February 29th, 2008 – Bernanke: "I expect there will be some failures. I don't anticipate any serious problems of that sort among the large internationally active banks that make up a very substantial part of our banking system."

March 16th, 2008 – Paulson: "We've got strong financial institutions . . . Our markets are the envy of the world. They're resilient, they're...innovative, they're flexible. I think we move very quickly to address situations in this country, and, as I said, our financial institutions are strong."

March 18th, 2008 - Bear Stearns Bailout Announced

May 7, 2008 – Paulson: 'The worst is likely to be behind us,”

May 16th, 2008 – Paulson: "In my judgment, we are closer to the end of the market turmoil than the beginning," he said.

May 30, 2008 - Dow Jones @ 12,638

June 9th, 2008 – Bernanke: Despite a recent spike in the nation's unemployment rate, the danger that the economy has fallen into a "substantial downturn" appears to have waned,

July 16th, 2008 – Bernanke: (Freddie and Fannie) “…will make it through the storm”, "… in no danger of failing.","…adequately capitalized"

July 20th, 2008 – Paulson: "it's a safe banking system, a sound banking system. Our regulators are on top of it. This is a very manageable situation."

July 31, 2008 - Dow Jones @ 11,378

August 10th, 2008 – Paulson: ``We have no plans to insert money into either of those two institutions.” (Fannie Mae and Freddie Mac)

September 8th, 2008 - Fannie and Freddie nationalized. The taxpayer is on the hook for an estimated 1 - 1.5 trillion dollars. Over 5 trillion is added to the nation’s balance sheet.

September 16th, 2008 - $85 Billion AIG Bailout “Loan”

September 19th, 2008 - $700 Billion Bailout Plan Announced

September 19th, 2008 – Paulson: "We're talking hundreds of billions of dollars - this needs to be big enough to make a real difference and get at the heart of the problem," he said. "This is the way we stabilize the system."
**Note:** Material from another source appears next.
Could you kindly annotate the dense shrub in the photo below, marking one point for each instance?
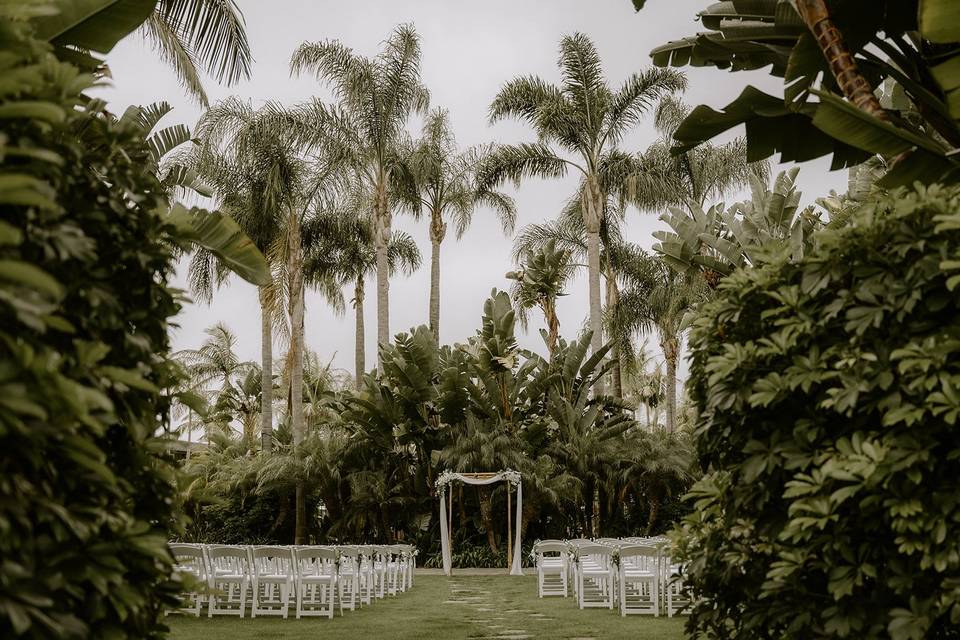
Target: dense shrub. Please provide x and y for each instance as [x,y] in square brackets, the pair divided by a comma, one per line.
[85,495]
[828,393]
September 19th, 2008 - Bernanke: "most severe financial crisis" in the post-World War II era. Investment banks are seeing "tremendous runs on their cash," Bernanke said. "Without action, they will fail soon."
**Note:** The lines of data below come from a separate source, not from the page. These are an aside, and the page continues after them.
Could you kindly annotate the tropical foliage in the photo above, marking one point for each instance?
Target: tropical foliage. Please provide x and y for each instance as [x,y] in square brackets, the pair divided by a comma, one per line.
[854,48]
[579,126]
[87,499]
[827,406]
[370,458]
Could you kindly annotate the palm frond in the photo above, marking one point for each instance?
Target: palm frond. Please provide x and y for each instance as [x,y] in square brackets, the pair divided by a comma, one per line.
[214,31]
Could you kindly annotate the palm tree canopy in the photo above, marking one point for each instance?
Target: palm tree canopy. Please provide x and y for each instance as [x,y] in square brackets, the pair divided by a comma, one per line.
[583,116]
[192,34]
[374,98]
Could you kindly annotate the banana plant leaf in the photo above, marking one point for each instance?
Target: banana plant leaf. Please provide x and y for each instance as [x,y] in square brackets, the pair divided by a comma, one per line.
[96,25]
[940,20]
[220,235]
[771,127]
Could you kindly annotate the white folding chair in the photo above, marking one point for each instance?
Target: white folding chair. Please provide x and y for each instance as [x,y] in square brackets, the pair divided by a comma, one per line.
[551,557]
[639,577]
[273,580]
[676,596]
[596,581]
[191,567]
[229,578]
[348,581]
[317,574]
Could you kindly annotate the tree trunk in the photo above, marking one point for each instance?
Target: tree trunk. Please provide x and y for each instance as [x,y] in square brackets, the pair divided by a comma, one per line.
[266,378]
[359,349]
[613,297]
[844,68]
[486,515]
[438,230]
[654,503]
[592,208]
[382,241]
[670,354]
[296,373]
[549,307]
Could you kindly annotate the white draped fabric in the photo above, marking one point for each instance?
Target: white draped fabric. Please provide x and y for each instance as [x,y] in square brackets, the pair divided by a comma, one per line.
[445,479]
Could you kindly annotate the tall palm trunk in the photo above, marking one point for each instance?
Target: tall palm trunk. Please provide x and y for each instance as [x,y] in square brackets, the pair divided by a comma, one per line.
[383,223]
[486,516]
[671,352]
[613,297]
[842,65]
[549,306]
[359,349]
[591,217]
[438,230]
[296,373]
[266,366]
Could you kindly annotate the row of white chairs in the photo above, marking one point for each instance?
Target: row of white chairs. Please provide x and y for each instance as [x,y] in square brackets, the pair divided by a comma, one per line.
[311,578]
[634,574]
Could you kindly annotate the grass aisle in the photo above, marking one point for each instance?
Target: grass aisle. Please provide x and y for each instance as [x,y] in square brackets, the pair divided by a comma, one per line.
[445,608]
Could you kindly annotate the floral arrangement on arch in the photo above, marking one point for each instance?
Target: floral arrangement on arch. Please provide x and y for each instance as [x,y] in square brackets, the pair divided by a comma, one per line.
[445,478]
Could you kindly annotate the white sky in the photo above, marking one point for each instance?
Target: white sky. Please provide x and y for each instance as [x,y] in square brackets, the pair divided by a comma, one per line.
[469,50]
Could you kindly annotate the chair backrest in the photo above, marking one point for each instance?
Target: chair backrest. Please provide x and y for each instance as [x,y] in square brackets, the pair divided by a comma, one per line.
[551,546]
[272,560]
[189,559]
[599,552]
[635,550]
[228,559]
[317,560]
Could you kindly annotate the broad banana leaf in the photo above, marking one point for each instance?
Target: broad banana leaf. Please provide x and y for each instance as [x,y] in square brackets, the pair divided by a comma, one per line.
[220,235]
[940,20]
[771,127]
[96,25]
September 21st, 2008 – Paulson: "The credit markets are still very fragile right now and frozen", "We need to deal with this and deal with it quickly.", "The financial security of all Americans ... depends on our ability to restore our financial institutions to a sound footing."
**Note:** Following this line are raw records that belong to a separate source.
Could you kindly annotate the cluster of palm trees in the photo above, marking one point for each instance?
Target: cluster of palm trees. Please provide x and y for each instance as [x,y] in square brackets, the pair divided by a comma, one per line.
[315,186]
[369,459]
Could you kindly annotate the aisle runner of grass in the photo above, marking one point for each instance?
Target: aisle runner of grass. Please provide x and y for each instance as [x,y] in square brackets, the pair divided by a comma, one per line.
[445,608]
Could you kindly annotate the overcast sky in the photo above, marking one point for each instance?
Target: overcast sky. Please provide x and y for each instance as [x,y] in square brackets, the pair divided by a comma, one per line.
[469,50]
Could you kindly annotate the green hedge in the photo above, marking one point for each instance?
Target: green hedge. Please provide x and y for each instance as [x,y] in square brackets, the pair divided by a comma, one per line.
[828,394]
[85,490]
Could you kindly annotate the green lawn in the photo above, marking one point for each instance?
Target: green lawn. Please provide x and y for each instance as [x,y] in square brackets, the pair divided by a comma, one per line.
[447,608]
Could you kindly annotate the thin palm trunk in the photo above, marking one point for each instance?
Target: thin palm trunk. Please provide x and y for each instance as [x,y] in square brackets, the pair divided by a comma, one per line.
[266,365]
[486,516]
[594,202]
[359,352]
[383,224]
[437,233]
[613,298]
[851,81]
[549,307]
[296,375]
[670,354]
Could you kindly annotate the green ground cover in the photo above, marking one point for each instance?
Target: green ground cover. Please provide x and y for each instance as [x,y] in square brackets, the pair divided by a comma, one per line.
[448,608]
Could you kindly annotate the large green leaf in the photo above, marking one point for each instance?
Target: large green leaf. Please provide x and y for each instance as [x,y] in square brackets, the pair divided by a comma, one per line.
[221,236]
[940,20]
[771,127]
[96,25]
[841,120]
September 23rd, 2008 – Paulson: "We must [enact a program quickly] in order to avoid a continuing series of financial institution failures and frozen credit markets that threaten American families' financial well-being, the viability of businesses, both small and large, and the very health of our economy,"

September 23rd, 2008 – Bernanke: "My interest is solely for the strength and recovery of the U.S. economy,"

October 31, 2008 - Dow Jones @ 9,337

March 31, 2009 - Dow Jones @ 7,609

If Bernanke and Paulson were doctors, and our economy was the patient, they would be in jail for malpractice.